No começo da primeira parte há uma epígrafe de Cortázar: “o tempo nasce nos olhos”, uma referência clara a Emanuel Kant, quando diz em sua crítica sobre a intuição tempo/espaço. Poderíamos perguntar: e quando não se tem olhos, não teríamos o tempo? A resposta pode ser descoberta na epígrafe da terceira parte, desta vez de Marcel Proust: “Ela ainda estava ali, como uma bolha irisada que se mantém”. A permanência, revelada no ato de estar, marca a premência do tempo e, quando falamos de Proust, a recuperação deste tempo por intermédio das palavras, outra maneira de enxergar o mundo e de não deixar que ele seja esquecido.
A discussão sobre artes plásticas também está presente no livro. Assim como tem acontecido a muitos autores, Tércia Montenegro envereda pela discussão sobre o que é arte, sobretudo na contemporaneidade. Através de Bent, um personagem até certo ponto obscuro, a autora nos revela o embate entre o clássico e o contemporâneo, este último muitas vezes esvaído de sentido e vendido ao capital, debate importante, porque nele também está implícita a literatura.
Outros personagens apresentam-se na narrativa, como o pai e a mãe de Pierre, nas oportunidades em que o casal visita a família ou parte para uma aventurosa exposição de obras da autora numa cidade distante da capital. Sobre a família de Pierre ressalta-se o jogo de aparências em que as pessoas estão mergulhadas e do qual não querem se libertar. Em relação à família de Laila, o casal usufrui do dinheiro do pai da moça, já que os recursos de Pierre se esvaem na sua meticulosa dedicação a ela.
O livro é desenvolvido em três partes, com pequenos capítulos, todos eles com títulos, o que indicia o assunto a seguir.

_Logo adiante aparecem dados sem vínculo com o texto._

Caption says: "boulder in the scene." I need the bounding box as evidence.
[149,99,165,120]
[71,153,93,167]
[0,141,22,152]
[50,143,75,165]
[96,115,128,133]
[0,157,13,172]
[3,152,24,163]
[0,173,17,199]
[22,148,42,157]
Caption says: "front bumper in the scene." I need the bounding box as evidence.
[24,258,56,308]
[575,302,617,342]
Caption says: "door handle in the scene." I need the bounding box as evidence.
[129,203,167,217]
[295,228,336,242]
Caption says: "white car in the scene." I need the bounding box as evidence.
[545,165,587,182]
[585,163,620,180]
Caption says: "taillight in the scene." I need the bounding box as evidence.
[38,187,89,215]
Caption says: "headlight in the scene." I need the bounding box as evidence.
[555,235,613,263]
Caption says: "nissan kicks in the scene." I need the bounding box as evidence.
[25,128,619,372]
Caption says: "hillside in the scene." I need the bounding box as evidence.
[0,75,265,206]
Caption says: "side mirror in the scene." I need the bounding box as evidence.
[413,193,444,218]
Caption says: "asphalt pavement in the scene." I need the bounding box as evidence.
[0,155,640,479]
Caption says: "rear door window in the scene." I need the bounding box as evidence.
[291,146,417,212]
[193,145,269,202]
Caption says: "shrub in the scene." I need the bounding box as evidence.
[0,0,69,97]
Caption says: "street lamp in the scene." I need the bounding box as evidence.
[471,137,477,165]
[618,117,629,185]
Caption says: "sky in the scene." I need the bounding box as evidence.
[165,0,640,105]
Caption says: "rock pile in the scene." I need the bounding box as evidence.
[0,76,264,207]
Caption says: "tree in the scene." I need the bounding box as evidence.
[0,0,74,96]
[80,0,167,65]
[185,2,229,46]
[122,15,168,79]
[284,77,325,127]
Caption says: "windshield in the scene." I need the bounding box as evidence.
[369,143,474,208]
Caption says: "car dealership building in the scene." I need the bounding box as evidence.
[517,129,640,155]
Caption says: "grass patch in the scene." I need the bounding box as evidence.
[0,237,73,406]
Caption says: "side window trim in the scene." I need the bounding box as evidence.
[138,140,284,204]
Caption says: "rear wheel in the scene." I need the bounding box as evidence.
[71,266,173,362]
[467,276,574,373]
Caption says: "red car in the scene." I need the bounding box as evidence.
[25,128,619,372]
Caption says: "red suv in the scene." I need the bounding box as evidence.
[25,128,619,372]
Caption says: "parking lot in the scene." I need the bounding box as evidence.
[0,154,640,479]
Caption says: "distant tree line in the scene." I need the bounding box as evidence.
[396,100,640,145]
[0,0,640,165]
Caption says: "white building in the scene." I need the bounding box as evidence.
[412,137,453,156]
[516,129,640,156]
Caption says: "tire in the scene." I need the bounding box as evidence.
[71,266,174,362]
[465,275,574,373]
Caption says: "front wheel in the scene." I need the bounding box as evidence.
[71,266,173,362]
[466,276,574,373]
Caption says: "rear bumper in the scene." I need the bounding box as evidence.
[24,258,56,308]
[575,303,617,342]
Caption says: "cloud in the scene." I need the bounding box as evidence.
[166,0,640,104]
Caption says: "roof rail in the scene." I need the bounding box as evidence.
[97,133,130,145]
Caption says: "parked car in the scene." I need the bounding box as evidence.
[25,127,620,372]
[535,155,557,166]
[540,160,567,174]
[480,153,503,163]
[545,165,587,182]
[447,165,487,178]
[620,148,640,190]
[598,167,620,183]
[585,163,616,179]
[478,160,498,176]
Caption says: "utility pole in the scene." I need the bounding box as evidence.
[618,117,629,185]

Turismo para cegos é um romance que pode ser visto como um romance urbano contemporâneo e, ao mesmo tempo, um romance introspectivo. Na verdade, por mais que se tente descrever o que olhos veem (ou não veem), o que predomina é o que pode ser descoberto através da negação da imagem. O momento em que a narradora passa a negar a própria visão é revelador, pois enquanto usou os olhos não foi capaz de enxergar plenamente, sua negação demonstra uma tentativa de ir além, mesmo que este além, de início, seja apenas um passo dentro da escuridão. Quem transita neste caminho, porém, não sairá impune.